Letzter Punkt: Stellen wir uns einmal vor, wir würden das Jahr 2009 am Ende mit einem realen Rückgang des Wachstums abschließen. Die Prognosen gehen ja noch ein bisschen auseinander. Nehmen wir aber einmal an, wir blieben bei 2,5 %. Dann würde sich die gesamte Wirtschaftsleistung Nordrhein-Westfalens auf dem Niveau von 2005 oder 2006 bewegen. Wenn wir nicht so viel gegeneinander reden, sondern gemeinsam vorgehen würden, könnten wir das schaffen, und zwar so, dass die Menschen es aushalten können. – Danke schön.

(Beifall von CDU und FDP)

Vielen Dank, Frau Ministerin. – Als nächster Redner spricht Herr Kollege Eiskirch für die SPD-Fraktion.

Herr Präsident! Kolleginnen und Kollegen! Ich möchte die 15 Sekunden Redezeit zu einer kurzen Klarstellung nutzen.

Frau Thoben, bevor Sie es woanders ein zweites Mal verkehrt darstellen: Die SPD hat im Haushalts- und Finanzausschuss nicht gegen die Erhöhung des Bürgschaftsrahmens gestimmt, sondern sich der Stimme enthalten, und zwar mit folgender Begründung: Wir sind dafür, dass der Bürgschaftsrahmen erhöht wird – aber nicht im Haushaltsgesetz; diese 600 Millionen € sollen in einem anderen Verfahren für Bürgschaften ausgegeben werden.
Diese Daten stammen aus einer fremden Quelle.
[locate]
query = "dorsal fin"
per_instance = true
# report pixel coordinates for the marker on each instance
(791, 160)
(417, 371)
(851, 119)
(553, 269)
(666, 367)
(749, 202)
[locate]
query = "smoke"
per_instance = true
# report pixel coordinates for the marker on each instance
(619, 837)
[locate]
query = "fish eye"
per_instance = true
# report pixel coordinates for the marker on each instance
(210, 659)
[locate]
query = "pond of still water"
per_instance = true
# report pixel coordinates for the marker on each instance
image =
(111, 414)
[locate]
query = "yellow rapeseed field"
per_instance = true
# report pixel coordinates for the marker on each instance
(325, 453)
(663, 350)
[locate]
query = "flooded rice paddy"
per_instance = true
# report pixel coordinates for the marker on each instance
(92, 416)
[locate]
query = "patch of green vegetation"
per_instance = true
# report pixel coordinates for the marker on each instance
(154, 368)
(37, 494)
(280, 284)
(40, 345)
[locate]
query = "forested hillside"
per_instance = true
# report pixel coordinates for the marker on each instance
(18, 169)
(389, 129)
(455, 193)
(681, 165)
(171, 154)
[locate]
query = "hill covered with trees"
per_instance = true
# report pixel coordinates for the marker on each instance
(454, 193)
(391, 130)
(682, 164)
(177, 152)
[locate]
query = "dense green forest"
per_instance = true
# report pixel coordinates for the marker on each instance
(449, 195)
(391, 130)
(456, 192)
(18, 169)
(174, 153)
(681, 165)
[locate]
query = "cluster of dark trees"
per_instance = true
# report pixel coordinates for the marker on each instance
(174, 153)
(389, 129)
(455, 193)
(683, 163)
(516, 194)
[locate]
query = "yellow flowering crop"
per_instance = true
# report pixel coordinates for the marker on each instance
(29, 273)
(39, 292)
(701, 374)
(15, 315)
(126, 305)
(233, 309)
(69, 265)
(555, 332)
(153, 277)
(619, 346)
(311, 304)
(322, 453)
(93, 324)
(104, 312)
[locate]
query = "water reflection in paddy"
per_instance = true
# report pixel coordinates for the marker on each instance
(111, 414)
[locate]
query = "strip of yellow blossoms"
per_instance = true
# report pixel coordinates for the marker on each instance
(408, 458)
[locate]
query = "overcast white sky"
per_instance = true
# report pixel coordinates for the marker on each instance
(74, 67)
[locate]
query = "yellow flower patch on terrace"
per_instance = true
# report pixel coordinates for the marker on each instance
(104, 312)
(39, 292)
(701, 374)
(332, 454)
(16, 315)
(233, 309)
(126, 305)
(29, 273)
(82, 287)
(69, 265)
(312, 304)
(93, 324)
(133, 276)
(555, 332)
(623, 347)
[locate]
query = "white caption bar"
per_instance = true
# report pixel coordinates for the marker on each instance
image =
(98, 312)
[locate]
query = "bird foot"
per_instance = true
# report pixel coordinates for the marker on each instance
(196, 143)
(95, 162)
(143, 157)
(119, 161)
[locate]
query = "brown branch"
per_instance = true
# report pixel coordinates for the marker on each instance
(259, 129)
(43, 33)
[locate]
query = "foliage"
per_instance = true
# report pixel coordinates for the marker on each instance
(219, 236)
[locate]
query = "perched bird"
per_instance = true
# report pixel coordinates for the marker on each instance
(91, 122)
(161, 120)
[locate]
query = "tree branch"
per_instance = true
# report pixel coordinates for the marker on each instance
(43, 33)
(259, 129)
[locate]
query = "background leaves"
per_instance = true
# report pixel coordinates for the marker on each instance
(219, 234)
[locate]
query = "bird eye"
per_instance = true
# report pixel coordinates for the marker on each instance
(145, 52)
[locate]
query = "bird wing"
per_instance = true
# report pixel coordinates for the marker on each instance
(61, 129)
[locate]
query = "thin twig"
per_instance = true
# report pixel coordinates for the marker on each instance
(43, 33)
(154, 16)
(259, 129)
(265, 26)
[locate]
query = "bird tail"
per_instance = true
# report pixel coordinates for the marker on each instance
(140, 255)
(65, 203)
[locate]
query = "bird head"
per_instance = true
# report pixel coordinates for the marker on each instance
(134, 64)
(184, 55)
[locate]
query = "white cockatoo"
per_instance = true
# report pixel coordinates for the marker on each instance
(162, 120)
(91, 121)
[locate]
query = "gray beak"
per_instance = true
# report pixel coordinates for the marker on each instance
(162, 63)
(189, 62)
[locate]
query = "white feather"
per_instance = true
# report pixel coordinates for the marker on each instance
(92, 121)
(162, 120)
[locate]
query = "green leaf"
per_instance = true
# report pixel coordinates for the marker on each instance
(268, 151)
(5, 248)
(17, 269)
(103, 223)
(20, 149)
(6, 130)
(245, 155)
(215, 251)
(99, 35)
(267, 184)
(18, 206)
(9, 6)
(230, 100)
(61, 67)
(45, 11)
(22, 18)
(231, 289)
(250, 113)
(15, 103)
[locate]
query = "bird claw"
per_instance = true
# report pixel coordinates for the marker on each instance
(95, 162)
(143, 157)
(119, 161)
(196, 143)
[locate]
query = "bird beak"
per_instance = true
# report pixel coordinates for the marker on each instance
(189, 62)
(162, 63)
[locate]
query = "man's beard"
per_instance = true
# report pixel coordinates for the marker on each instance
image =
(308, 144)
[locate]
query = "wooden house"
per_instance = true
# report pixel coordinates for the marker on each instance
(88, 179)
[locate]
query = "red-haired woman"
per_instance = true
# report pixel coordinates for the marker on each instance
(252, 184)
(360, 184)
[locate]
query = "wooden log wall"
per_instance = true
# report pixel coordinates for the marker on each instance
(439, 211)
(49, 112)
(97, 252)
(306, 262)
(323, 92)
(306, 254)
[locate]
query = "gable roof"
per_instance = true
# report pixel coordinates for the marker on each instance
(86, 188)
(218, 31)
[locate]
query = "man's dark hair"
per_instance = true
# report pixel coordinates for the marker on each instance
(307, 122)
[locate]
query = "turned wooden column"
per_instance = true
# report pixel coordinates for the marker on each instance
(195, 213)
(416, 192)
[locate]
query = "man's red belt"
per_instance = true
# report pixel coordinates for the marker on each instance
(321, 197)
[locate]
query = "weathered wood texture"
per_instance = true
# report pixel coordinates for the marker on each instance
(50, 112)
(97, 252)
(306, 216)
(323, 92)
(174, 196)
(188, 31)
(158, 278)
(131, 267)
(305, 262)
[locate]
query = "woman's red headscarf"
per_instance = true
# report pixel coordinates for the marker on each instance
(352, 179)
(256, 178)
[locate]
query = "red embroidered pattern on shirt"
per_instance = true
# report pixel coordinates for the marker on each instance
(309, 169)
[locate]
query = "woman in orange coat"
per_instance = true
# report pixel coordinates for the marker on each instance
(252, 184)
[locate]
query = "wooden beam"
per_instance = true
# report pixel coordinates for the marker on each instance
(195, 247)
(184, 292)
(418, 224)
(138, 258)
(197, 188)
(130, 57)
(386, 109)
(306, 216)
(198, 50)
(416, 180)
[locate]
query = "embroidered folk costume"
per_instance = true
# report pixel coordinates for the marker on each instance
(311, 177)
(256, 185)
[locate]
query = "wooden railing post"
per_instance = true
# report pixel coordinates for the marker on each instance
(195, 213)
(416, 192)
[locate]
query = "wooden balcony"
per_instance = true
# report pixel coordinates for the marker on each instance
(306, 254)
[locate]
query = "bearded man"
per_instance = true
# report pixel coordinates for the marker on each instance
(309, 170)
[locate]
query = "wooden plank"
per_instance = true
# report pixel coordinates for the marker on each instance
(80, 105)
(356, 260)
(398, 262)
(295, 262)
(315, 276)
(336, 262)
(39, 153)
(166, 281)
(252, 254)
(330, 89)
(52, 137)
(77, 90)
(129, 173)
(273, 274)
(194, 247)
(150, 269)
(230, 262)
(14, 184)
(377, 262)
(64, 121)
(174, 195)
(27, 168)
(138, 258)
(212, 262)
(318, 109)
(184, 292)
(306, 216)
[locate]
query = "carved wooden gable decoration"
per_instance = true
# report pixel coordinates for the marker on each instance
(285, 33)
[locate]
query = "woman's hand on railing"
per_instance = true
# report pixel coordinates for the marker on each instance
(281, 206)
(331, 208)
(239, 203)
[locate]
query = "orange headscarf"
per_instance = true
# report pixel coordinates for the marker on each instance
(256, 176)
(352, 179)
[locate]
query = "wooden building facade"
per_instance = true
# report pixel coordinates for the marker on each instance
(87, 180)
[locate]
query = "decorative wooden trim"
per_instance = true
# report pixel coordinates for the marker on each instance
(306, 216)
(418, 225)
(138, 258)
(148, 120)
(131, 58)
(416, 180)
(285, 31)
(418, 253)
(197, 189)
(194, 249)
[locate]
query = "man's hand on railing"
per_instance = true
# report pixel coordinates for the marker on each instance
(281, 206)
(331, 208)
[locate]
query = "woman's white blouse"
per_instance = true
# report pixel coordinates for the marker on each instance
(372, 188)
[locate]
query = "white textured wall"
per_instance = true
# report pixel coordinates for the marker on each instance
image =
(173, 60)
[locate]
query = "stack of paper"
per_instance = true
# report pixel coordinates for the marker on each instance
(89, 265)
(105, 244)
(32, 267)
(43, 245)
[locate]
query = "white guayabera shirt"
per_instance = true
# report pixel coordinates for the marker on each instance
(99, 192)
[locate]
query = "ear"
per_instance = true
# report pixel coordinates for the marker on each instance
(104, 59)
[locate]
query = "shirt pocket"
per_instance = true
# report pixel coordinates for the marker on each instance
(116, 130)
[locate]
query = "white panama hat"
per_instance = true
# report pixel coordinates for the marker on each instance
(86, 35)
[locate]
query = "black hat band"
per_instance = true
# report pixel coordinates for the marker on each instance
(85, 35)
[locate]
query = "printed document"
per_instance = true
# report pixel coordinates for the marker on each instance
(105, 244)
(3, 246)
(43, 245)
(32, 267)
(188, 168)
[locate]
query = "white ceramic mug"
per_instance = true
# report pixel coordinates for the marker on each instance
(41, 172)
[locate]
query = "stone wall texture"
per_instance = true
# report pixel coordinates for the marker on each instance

Ich möchte das nur der Klarstellung halber hier zu Protokoll geben. Wir haben uns enthalten, weil wir dies für die falsche Stelle halten. Inhaltlich sind wir sehr für die Erhöhung des Bürgschaftsrahmens. – Vielen Dank für Ihre Aufmerksamkeit.

(Beifall von der SPD)

Vielen Dank, Herr Kollege Eiskirch. – Als nächster Redner spricht Herr Kollege Sagel.

Sehr geehrte Damen und Herren! Herr Präsident! Wo sind Sie denn gut gerüstet, muss ich Sie als Linker fragen – angesichts dessen, was wir gerade weltweit, aber auch in Deutschland und hier in Nordrhein-Westfalen erleben. Wir erleben im Moment doch einen Bankrott des Systems. Ich kann nicht erkennen, dass Ihre Wirtschaftspolitik tatsächlich ein Ausweg aus der Krise ist.

Das gilt gerade für Sie von der FDP. Sie mit Ihrer Politik sind doch die größten Bankrotteure; denn Sie haben mit Ihrer neoliberalen Politik der letzten Jahre und Ihren Attacken immer wieder ganz wesentlich dafür gesorgt, dass genau das eingetreten ist, was wir jetzt real erleben.

(Zuruf von Dietmar Brockes [FDP])

Ja, Sie von der Heuschrecken-Partei FDP sind die größten Bankrotteure. Herr Brockes, wenn Sie sich hierhin stellen und dann noch davon reden, man solle alles ruhig den Bach heruntergehen lassen, muss ich Sie fragen: Haben Sie eigentlich den Schuss gehört? Offensichtlich gar nicht, in keiner Weise! Es ist sehr bedauerlich, dass viele Wechselwähler von der CDU immer noch zur FDP gehen, weil sie meinen, dass bei der FDP Wirtschaftskompetenz vorhanden sei. Das Gegenteil ist der Fall. Sie sind wirklich die größten Bankrotteure, die es hier im Land gibt.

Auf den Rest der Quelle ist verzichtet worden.